1. Scientifically, synthesizing really simple loop-free programs from high-level specs is not really new. You can synthesize programs at this level of complexity with a few minutes on a single ten year old laptop using 5-10 year old algorithms.
2. Scientifically, it's already known that the architectures used in nlp models are also useful for simple program synthesis tasks.
3. From an engineering perspective, here was a good HN discussion about this a few weeks ago. IMO this comment hits the nail on the head (https://news.ycombinator.com/item?id=23256333):
> This technology converts writing code into bug hunting in pre-written code. Finding bugs in code that you did not write is way harder than writing the code yourself. So if anything, this makes programming harder, not easier, and we will need more programmers, not less.
Rings true for this example. I can write my intended implementation much faster than I can read the generated code, find the bug, and think of a comment that captures the correct spec.
It's interesting, but it's not "generating code to solve a novel programming task".
I agree with you and I doubt we'll get useful AI-generated code before we get strong AI, and by the time we get that we'll have much more interesting applications to showcase I'm sure.
I can definitely see this tech leading to ever more clever linters though. Having an AI reading my code, interpreting the comments, variable and function names and use that to look for bugs in my implementation could be highly valuable, assuming that the number of false positives isn't overwhelming. "Your comment says that you apply the discount only on palindromes but your condition here is wrong and your code ends up doing the opposite".
We already have AI-generated code. It's just that compilers work well enough to actually use, we understand their limitations, and so we stopped calling microcode compilers "automatic programmers" back in the 80s.
I think we will have useful source code synthesizers for high-level languages at some point in the next few years. They will probably look more like alphazero than gpt-3 though.
I'm not sure that they will be commercially successful. The way you automate away programmers is Wix, not Ruby on Rails program synthesizers.
Yeah. What I want is the inverse. Get me some AI that predicts which lines of code I write that are likely to cause bugs. Kinda like a linter meets a fuzzer.
This is a motte-and-bailey argument if I've ever seen one. It's true that it's simple code. It's true that it's not going to replace programmers anytime soon. It's true that this is not novel computer science. But this is clearly a novel program and it's also clearly not something that other methods could have done.
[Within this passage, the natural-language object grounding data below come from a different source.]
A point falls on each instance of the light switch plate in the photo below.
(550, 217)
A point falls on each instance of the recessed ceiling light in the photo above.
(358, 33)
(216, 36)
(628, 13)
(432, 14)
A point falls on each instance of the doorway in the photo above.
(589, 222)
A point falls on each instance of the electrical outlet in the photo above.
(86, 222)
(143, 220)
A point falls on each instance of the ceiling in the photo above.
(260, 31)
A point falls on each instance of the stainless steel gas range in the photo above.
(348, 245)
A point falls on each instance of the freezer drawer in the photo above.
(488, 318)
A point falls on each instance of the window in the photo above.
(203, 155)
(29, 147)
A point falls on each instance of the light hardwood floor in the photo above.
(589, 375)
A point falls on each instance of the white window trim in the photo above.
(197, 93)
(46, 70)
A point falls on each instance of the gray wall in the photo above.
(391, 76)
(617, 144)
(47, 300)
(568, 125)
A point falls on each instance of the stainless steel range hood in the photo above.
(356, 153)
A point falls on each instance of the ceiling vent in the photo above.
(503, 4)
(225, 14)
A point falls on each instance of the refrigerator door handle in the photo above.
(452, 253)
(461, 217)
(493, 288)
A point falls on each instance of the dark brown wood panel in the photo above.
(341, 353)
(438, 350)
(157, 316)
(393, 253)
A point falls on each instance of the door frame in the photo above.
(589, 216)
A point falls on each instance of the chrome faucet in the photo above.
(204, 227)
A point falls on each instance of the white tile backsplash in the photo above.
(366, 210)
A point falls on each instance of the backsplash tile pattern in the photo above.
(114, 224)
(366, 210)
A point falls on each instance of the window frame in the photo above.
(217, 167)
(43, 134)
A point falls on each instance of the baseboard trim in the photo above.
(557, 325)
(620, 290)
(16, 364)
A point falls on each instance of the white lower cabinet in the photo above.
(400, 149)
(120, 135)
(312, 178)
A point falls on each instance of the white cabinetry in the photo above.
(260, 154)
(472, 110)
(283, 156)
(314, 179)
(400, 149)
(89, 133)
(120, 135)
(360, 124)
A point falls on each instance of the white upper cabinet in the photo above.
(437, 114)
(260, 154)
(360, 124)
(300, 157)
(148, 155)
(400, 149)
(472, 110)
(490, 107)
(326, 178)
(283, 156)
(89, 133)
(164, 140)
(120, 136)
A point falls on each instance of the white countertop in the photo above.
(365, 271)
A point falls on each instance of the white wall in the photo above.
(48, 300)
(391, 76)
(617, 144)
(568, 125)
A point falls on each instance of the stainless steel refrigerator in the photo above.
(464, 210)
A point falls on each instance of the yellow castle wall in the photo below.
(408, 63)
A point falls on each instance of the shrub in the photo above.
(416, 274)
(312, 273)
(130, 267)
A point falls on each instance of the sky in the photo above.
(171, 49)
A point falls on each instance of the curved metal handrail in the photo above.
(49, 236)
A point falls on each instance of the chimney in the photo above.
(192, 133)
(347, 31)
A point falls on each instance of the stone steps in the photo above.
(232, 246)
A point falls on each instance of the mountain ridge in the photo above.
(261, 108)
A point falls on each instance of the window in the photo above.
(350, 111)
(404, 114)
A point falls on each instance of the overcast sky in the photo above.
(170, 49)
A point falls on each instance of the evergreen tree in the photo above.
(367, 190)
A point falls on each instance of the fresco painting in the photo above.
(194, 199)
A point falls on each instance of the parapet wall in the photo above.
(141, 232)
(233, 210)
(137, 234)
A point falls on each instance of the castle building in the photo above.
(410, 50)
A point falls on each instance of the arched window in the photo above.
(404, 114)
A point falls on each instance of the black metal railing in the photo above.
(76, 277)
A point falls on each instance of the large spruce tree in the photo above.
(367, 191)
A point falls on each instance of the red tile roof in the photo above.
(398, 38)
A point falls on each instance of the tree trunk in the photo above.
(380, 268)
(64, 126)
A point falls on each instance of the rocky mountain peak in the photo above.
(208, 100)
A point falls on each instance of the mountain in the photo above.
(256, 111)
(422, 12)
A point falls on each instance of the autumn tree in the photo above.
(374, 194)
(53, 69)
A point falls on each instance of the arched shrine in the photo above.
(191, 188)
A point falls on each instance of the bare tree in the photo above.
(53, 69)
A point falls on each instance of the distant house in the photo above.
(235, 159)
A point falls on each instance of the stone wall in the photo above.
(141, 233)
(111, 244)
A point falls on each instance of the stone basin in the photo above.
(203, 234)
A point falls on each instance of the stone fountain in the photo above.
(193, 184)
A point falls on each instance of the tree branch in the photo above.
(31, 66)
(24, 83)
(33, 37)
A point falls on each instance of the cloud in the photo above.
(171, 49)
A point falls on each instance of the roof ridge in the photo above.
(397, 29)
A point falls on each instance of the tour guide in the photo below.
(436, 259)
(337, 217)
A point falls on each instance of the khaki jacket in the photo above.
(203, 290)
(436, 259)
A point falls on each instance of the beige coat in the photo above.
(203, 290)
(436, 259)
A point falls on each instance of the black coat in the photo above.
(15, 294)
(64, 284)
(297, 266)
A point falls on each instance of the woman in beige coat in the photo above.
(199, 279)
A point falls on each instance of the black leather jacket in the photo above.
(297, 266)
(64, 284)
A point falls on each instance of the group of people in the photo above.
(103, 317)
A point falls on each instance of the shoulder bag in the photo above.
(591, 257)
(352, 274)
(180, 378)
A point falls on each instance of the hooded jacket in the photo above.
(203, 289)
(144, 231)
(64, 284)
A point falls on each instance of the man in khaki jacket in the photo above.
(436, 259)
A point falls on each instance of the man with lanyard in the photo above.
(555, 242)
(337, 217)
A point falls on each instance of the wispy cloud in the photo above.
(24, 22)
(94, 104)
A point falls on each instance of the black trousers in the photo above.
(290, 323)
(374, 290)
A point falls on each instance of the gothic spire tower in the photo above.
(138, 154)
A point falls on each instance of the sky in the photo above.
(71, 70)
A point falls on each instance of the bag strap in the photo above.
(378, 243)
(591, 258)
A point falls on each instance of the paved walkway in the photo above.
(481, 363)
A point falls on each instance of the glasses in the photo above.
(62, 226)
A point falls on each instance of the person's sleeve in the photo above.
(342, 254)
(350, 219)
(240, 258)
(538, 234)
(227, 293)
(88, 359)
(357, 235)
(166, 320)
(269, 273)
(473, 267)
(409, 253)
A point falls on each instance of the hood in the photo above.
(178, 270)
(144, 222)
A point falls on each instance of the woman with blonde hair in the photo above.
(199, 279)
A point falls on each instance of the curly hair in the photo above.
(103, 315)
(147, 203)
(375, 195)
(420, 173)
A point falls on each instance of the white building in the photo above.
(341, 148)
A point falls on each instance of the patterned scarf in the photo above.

"not novel code" here was referring GP's "novel programming task", not the synthesis method. I think we're probably using different definitions of "task". Where you mean it in a very particular sense (this exact piece of code) and I mean it in a more "writing if-else blocks inside a single procedure with no loops and no recursion using functions that are in-scope" sense.
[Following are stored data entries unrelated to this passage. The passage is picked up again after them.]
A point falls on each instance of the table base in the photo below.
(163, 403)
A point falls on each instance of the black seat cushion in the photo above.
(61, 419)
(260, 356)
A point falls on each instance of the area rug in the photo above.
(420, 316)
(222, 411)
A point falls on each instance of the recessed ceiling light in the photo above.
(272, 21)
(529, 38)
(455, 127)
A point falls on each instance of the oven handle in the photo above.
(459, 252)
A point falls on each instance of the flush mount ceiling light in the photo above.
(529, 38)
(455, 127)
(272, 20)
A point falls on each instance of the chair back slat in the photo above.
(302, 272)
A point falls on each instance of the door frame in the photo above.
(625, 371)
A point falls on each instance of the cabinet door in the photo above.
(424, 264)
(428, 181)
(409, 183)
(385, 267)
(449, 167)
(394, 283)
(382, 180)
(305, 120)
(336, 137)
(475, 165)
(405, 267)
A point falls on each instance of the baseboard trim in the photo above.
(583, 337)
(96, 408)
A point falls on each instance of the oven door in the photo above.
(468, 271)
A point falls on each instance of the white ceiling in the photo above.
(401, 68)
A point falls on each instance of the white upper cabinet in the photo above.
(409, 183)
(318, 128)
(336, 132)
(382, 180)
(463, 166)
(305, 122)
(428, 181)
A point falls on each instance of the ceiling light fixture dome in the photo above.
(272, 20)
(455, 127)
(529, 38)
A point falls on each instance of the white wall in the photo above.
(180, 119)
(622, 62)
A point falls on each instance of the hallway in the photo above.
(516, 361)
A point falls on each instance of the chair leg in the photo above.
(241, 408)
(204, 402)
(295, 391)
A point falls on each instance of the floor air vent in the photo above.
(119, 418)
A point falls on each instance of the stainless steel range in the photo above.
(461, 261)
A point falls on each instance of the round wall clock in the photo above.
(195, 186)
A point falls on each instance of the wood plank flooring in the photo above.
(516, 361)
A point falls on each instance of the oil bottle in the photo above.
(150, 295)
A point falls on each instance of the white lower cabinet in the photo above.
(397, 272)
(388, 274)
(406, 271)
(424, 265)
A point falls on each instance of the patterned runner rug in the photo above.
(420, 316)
The proper way to determine if there's anything interesting here would be to run gpt-3 on some existing program synthesis benchmarks. Literally any program synthesizer can look super impressive if you just show one working example in a yt video. My suspicion is that gpt-3 isn't going to do particularly well on those benchmarks at least out of the box, and that getting it to work as well as sota would require a bunch of non-trivial engineering work.
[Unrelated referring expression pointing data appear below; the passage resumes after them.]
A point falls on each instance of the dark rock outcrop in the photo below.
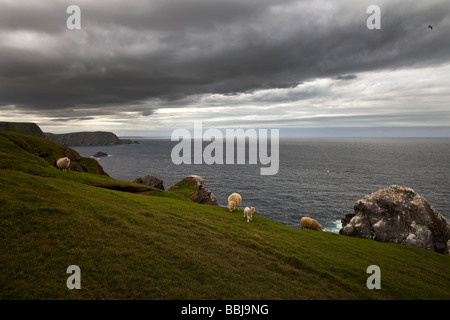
(194, 188)
(99, 138)
(150, 181)
(399, 215)
(100, 154)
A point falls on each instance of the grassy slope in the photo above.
(158, 246)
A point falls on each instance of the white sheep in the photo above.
(63, 163)
(248, 213)
(234, 200)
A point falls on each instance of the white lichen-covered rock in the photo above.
(399, 215)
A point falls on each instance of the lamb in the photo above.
(248, 213)
(234, 200)
(63, 163)
(310, 223)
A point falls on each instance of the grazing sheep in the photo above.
(63, 163)
(234, 200)
(309, 223)
(248, 213)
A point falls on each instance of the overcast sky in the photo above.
(148, 67)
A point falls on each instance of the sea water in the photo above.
(317, 178)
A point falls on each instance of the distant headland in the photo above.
(99, 138)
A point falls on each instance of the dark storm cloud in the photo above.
(131, 52)
(346, 77)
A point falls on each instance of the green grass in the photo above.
(158, 245)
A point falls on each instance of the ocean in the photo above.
(320, 178)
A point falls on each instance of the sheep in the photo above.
(248, 213)
(234, 200)
(63, 163)
(310, 223)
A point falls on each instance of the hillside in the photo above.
(152, 244)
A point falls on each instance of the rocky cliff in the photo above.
(99, 138)
(399, 215)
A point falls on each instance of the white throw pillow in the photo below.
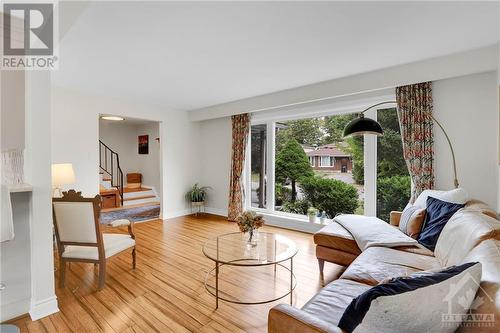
(423, 302)
(458, 196)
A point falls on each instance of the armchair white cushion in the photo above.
(113, 244)
(119, 223)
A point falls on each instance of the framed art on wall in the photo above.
(143, 144)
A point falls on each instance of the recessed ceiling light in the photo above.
(114, 118)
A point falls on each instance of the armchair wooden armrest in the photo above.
(284, 318)
(395, 217)
(122, 223)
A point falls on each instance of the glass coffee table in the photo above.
(234, 250)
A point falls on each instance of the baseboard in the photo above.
(216, 211)
(15, 309)
(43, 308)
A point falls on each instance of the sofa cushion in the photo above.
(458, 196)
(379, 263)
(464, 230)
(488, 295)
(330, 303)
(397, 304)
(336, 236)
(438, 214)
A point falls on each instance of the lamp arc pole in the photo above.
(428, 114)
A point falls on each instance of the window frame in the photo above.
(295, 221)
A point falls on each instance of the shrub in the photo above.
(330, 195)
(296, 207)
(393, 193)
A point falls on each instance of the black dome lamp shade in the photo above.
(362, 125)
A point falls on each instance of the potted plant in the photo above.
(311, 213)
(248, 222)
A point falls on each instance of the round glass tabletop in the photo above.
(234, 249)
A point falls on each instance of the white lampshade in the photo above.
(62, 174)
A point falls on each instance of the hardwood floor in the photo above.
(165, 293)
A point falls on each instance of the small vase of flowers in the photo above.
(248, 222)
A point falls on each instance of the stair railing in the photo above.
(109, 163)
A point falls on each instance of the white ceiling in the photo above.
(191, 55)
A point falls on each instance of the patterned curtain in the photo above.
(241, 128)
(414, 106)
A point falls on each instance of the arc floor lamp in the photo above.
(362, 125)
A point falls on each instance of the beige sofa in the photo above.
(472, 234)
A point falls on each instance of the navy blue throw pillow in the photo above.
(359, 306)
(438, 214)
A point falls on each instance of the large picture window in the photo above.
(307, 163)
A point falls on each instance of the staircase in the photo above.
(109, 167)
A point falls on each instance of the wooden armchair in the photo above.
(79, 237)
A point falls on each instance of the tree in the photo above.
(334, 127)
(292, 164)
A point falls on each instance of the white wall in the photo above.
(121, 137)
(467, 107)
(75, 140)
(215, 158)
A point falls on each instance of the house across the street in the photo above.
(330, 157)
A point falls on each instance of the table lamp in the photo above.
(62, 174)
You have a much rosier view of program synthesis than I do. Could you link a paper that you think is particularly impressive? I know Idris can do trivial inferences interactively, but I don't know anything that can do anything non-trivial that isn't also very slow and very unreliable.
IIUC, the Generalized Program Synthesis Benchmark Suite[1] is still mostly unsolved, including problems like “Given three strings n1, n2, and n3, return true if length(n1) < length(n2) < length(n3), and false otherwise.”
My point wasn't that current program synthesis is particularly great, although I do think modern program synthesis tools can probably beat gpt-3 on lots of problems (and allow that the other direction is probably true too...)
My point was that I'm skeptical that GPT-3 would do particularly well on those benchmarks without lots of additional effort. And then, since you can build pretty much anything anyway with enough blood and sweat, the actual question is: would the same amount of effort poured into an alternative approach generate the same/better results but in a way that's far easier to interpret/extend?
It could work. But the yt video alone is more "huh, interesting" than "wow, impressive". If that makes sense.
Well the key difference is that you don't have to think much to get a code-specialized language model, and when you do train one it's much more general (eg. inferring constraints from text, using user-provided types, correctly naming variables, less prone to exponential complexity as sample length grows, etc.). And then the model just gets better over time as AI improves, and all you have to provide is a comparatively cheap bit of compute.
I got the impression from you saying “You can synthesize programs at this level of complexity with a few minutes on a single ten year old laptop using 5-10 year old algorithms.” that you thought this was generally solved at this level of complexity, rather than merely true for an easier example here and there.
Maybe it would be helpful if you gave an example of the simplest python function it won't be able to synthesize, and if/when they release the code GPT into the API we can test your prediction.
Umm https://www.youtube.com/watch?v=y5-wzgIySb4
That was a smaller model fine-tuned on Github IIRC.